Di rak tepat di samping pintu itu, ia letakkan sepasang sandalnya. Terbungkus rapi dalam plastik yang khusus ia bawa dari hotel, sandal itu ia letakkan di rak nomor 203. Dipandanginya baik-baik lokasi sandal itu, angkanya, posisinya, juga jaraknya dari pintu. Semua ia lakukan dengan seksama, teliti dan hati-hati. Jangan sampai lupa, batinnya.
Tak lupa, dia foto juga lokasi sekaligus angka nomor rak tempat sandalnya ia letakkan. Sip! Ga bakalan lupa. Aku punya ingatan jangka pendek yang bagus, pikirnya.
Ia teringat pesan banyak orang soal hal remeh temeh berjudul soal meletakkan sandal di Masjid Nabawi ini. “Diingat baik-baik ya: masuk lewat pintu mana, sebelah mana, juga nomor raknya. Kalau perlu difoto. Soalnya kalau lupa, bisa habis berjam-jam waktu ‘cuma’ sekedar mencari sandal yang hilang. Kita niatnya ibadah, jangan sampai ga khusyuk karena lupa narok sendal di mana”, terngiang pesan rekan kantornya.
“Kalau perlu pakai plastik khusus, biar gampang nyarinya”.
“Difoto aja sekalian biar ingat nomor raknya”.
Banyak sekali saran yang dia dengar. Semua soal sandal. Panjang urusan karena soal sandal. Rasanya terlalu dibesar-besarkan urusan sandal ini.
Sengaja ia tiba di masjid jauh sebelum adzan. Magrib sekalian Isya’, malam ini tak perlu mabit dulu. Maka ia pun berencana keluar masjid, sudah lewat waktu makan.
Segera ia menuju kotak nomor 203 itu. Dengan pasti, dia ambil sebuah plastik. Eh, tapi itu bukan plastik miliknya, isinya pun bukan sandalnya. Terus, kemana sandalnya? Sekali lagi dia lihat baik-baik rak itu. Betul, nomornya tak salah.
Dibukanya foto yang tadi dia ambil, foto rak dengan nomor rak, bukti persis lokasi tempat ia meletakkan sandalnya tadi. Dan persis: inilah lokasinya. Tidak salah lagi. Namun kemana sandalnya pergi?
Astagfirullah, kalau sudah begini, ia teringat lagi pesan yang disampaikan pihak biro travel saat manasik. “Perbanyak istighfar, selalu berprasangka baik..”.
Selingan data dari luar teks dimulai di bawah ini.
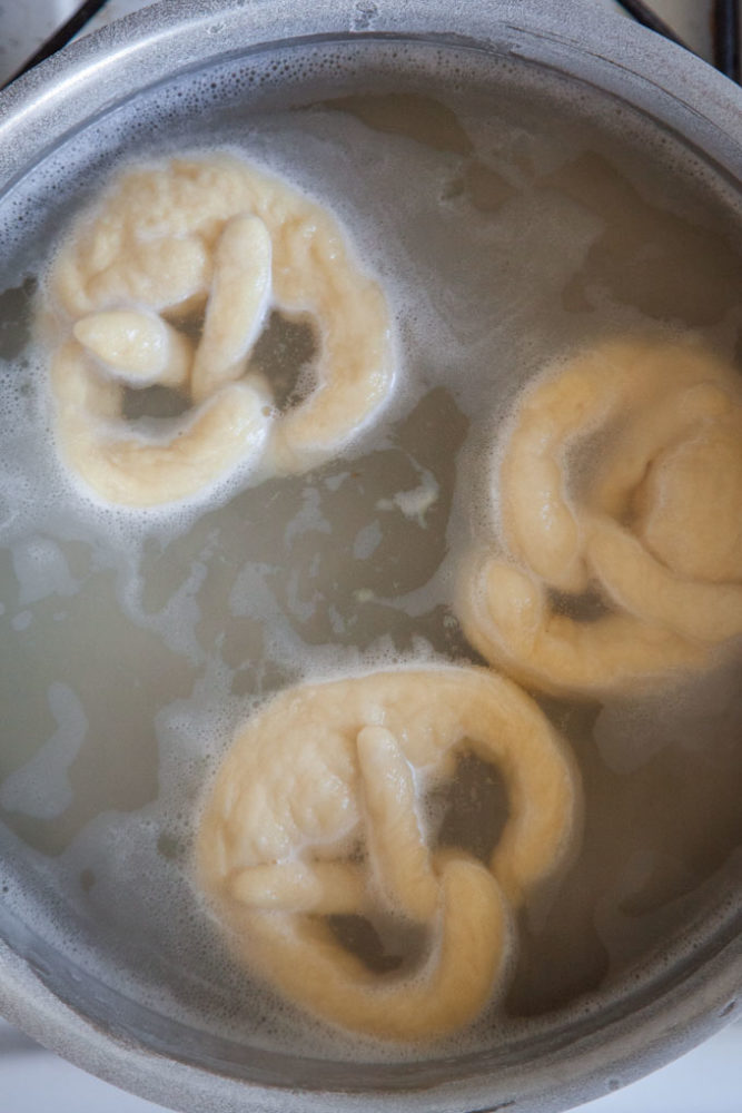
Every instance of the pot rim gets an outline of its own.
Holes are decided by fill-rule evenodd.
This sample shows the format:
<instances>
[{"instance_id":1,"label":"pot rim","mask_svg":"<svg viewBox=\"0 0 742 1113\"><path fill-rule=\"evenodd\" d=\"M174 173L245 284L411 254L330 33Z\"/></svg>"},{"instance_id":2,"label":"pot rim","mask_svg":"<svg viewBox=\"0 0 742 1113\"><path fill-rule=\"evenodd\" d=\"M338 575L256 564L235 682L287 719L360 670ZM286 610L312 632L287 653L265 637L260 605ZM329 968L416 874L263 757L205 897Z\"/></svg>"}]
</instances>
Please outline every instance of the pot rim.
<instances>
[{"instance_id":1,"label":"pot rim","mask_svg":"<svg viewBox=\"0 0 742 1113\"><path fill-rule=\"evenodd\" d=\"M536 62L613 93L702 152L728 179L742 166L740 90L705 62L590 0L165 0L67 47L0 96L0 189L135 92L247 49L398 37L468 47ZM558 11L556 9L560 9ZM239 43L236 48L235 43ZM739 912L716 925L713 945L687 976L590 1035L496 1077L370 1093L296 1091L246 1083L156 1054L81 1015L0 939L0 1011L70 1061L174 1109L237 1113L421 1113L513 1107L558 1111L634 1081L711 1035L742 991ZM606 1048L610 1053L606 1054ZM412 1066L412 1064L410 1064Z\"/></svg>"}]
</instances>

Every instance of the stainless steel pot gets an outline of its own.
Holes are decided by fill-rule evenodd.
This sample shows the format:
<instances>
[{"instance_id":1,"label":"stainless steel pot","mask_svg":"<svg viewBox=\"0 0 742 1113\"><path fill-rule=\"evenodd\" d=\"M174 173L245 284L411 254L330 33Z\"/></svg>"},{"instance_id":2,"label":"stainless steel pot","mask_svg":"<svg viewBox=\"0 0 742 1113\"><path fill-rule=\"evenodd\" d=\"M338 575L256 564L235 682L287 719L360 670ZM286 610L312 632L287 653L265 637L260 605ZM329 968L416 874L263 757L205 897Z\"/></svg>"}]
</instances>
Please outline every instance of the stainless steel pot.
<instances>
[{"instance_id":1,"label":"stainless steel pot","mask_svg":"<svg viewBox=\"0 0 742 1113\"><path fill-rule=\"evenodd\" d=\"M76 135L178 75L328 42L410 42L443 55L523 62L617 104L682 138L728 181L742 168L739 90L689 53L586 0L172 0L65 50L0 102L0 188L33 175ZM249 97L249 93L246 93ZM72 148L70 148L72 149ZM2 199L0 198L0 204ZM681 1054L740 1011L742 886L663 968L600 1016L537 1041L465 1058L364 1065L279 1055L175 1025L100 979L0 909L0 1008L32 1036L117 1085L182 1111L405 1109L425 1113L557 1111L614 1090Z\"/></svg>"}]
</instances>

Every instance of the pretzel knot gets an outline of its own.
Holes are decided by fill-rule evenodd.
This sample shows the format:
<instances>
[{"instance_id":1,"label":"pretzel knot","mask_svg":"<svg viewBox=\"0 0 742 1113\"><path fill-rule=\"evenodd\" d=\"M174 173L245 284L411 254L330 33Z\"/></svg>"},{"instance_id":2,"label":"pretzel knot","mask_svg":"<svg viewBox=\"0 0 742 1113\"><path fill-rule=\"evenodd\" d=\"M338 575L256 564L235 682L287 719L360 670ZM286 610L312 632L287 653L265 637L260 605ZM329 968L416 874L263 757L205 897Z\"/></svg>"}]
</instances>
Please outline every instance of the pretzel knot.
<instances>
[{"instance_id":1,"label":"pretzel knot","mask_svg":"<svg viewBox=\"0 0 742 1113\"><path fill-rule=\"evenodd\" d=\"M306 471L392 388L385 298L335 218L237 158L118 178L78 223L50 290L60 453L111 503L188 499L238 466ZM319 333L314 388L284 414L250 371L271 307L313 318ZM156 384L189 408L150 435L125 420L125 388Z\"/></svg>"},{"instance_id":2,"label":"pretzel knot","mask_svg":"<svg viewBox=\"0 0 742 1113\"><path fill-rule=\"evenodd\" d=\"M622 692L705 668L742 633L742 390L710 353L613 341L540 378L497 479L512 560L475 553L458 610L511 674ZM595 591L604 613L574 617Z\"/></svg>"},{"instance_id":3,"label":"pretzel knot","mask_svg":"<svg viewBox=\"0 0 742 1113\"><path fill-rule=\"evenodd\" d=\"M509 815L489 860L434 845L426 790L473 751ZM284 692L238 733L207 801L197 870L250 971L325 1021L431 1040L502 992L516 910L565 864L580 786L548 722L511 681L444 667ZM333 916L415 926L422 953L378 973Z\"/></svg>"}]
</instances>

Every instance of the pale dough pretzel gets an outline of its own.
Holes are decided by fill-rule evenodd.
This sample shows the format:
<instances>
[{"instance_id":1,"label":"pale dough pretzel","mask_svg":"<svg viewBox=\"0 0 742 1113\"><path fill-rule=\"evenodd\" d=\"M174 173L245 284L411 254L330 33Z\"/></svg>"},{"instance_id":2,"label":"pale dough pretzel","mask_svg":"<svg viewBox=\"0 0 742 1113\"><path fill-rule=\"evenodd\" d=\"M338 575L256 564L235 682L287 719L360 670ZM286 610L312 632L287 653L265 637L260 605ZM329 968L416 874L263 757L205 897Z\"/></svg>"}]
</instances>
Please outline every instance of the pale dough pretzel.
<instances>
[{"instance_id":1,"label":"pale dough pretzel","mask_svg":"<svg viewBox=\"0 0 742 1113\"><path fill-rule=\"evenodd\" d=\"M473 751L511 811L491 859L435 850L426 786ZM384 1040L432 1040L504 989L514 913L564 867L580 819L574 764L511 681L447 667L284 692L238 733L197 838L199 883L245 964L289 999ZM385 912L426 929L413 971L378 974L324 916Z\"/></svg>"},{"instance_id":2,"label":"pale dough pretzel","mask_svg":"<svg viewBox=\"0 0 742 1113\"><path fill-rule=\"evenodd\" d=\"M239 465L305 471L342 447L393 385L384 295L334 216L228 155L120 176L73 229L49 288L58 443L109 502L179 501ZM283 415L249 373L271 307L311 318L318 334L314 388ZM200 312L195 343L182 323ZM156 383L192 407L157 439L121 414L125 385Z\"/></svg>"},{"instance_id":3,"label":"pale dough pretzel","mask_svg":"<svg viewBox=\"0 0 742 1113\"><path fill-rule=\"evenodd\" d=\"M596 432L607 444L580 482L571 453ZM726 364L692 344L603 344L526 392L498 471L520 567L483 549L457 600L488 660L600 696L703 668L742 633L742 388ZM548 597L591 587L597 619Z\"/></svg>"}]
</instances>

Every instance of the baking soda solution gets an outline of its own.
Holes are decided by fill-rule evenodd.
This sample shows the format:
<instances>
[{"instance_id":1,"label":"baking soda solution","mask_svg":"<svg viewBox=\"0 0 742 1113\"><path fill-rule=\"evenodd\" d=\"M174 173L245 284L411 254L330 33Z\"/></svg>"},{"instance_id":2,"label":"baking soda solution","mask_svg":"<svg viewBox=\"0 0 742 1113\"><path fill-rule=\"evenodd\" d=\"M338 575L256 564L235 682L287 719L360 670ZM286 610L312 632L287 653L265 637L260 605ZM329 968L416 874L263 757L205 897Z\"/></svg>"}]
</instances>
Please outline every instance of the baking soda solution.
<instances>
[{"instance_id":1,"label":"baking soda solution","mask_svg":"<svg viewBox=\"0 0 742 1113\"><path fill-rule=\"evenodd\" d=\"M122 169L222 151L334 214L386 297L394 384L304 474L237 470L181 503L113 506L57 452L39 324L50 268ZM499 543L493 453L518 392L614 335L692 336L739 361L741 233L732 186L607 96L392 42L175 79L2 198L0 876L27 953L42 962L38 940L53 939L65 956L62 996L97 979L122 1031L230 1070L246 1046L358 1063L489 1048L496 1064L661 978L729 914L742 875L733 650L656 692L536 693L576 757L582 837L548 899L520 915L505 997L433 1046L339 1032L246 971L192 845L236 729L275 693L484 663L453 602L472 544ZM311 314L267 316L250 371L283 412L310 394L321 343ZM182 408L167 390L125 395L144 433ZM507 792L469 757L426 815L433 845L484 860ZM404 961L363 920L336 926L372 967Z\"/></svg>"}]
</instances>

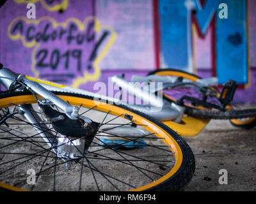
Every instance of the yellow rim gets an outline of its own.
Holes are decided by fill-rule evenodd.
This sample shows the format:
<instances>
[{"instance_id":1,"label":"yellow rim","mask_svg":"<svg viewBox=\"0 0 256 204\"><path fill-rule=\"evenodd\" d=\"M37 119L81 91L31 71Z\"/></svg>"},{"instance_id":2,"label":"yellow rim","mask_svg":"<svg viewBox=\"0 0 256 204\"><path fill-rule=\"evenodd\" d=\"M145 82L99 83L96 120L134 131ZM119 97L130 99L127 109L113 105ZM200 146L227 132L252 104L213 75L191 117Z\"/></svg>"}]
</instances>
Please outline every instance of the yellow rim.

Ia pun kembali masuk ke ruang masjid, duduk menenangkan diri, lalu berdzikir, dan memperbanyak istighfar. Mungkin tadi dia terlalu sombong berpikir bahwa urusan sandal ini tidak terlalu penting, tidak usah diperbesar, tidak usah banyak dibahas. Tapi ia tetap tidak bisa membayangkan jika ia harus kembali ke kamar hotel tanpa alas kaki. Meski jarak hotelnya tidak terlalu jauh, tapi rasanya pasti menyedihkan jika ia harus masuk lobi hotel bintang 5 tanpa alas kaki.
Hampir setengah jam ia berdzikir, ia pun beranjak. Dengan sepenuh keyakinan, tak mungkin sandal itu pindah. Ini tempat suci, tidak mungkin ada jamaah atau petugas yang berniat buruk. Di hadapannya rak nomor 203, dan di dalamnya ia lihat sebuah kantong plastik yang sangat familiar baginya. Saat mendekat, tampak siluet sandal di dalam plastik itu amat familiar pula baginya. Ia meringis, sejak tadi sandal itu memang di sana. Tak berubah posisi. Hanya sepertinya tadi ada kantong plastik lain yang menutupinya. Ia heran, sebab seingatnya tadi ia sudah berusaha membolak-balik tumpukan sandal di dalam kotak nomor 203 itu, namun tadi tak tampak sama sekali sandalnya. Subhanallah! Hatinya bergetar, bagaimana mungkin dirinya yang begitu teliti dan memperhatikan detail bisa lalai ‘cuma’ mengurus sandal?
Percaya diri adalah modal setiap orang untuk bisa berkompetisi dalam hidupnya. Namun, sangat tipis batas antara percaya diri dengan tinggi hati. Over confidence kadang menjerumuskan manusia untuk selalu merasa benar, dan sedikit demi sedikit menumpuk menjadi sombong. Dan hanya Allah lah yang berhak menggunakan selendang sombong itu. Dalam setiap sudut hidup manusia, kerja keras menjadi faktor penentu keberhasilannya. Namun di atas semua itu, manusia harus mengakui: dengan kehendak Sang Pencipta saja maka keberhasilan itu terjadi. Hanya Dia tempat bergantung segala sesuatu, dan manusia hanyalah bagian dari skenario takdirNya.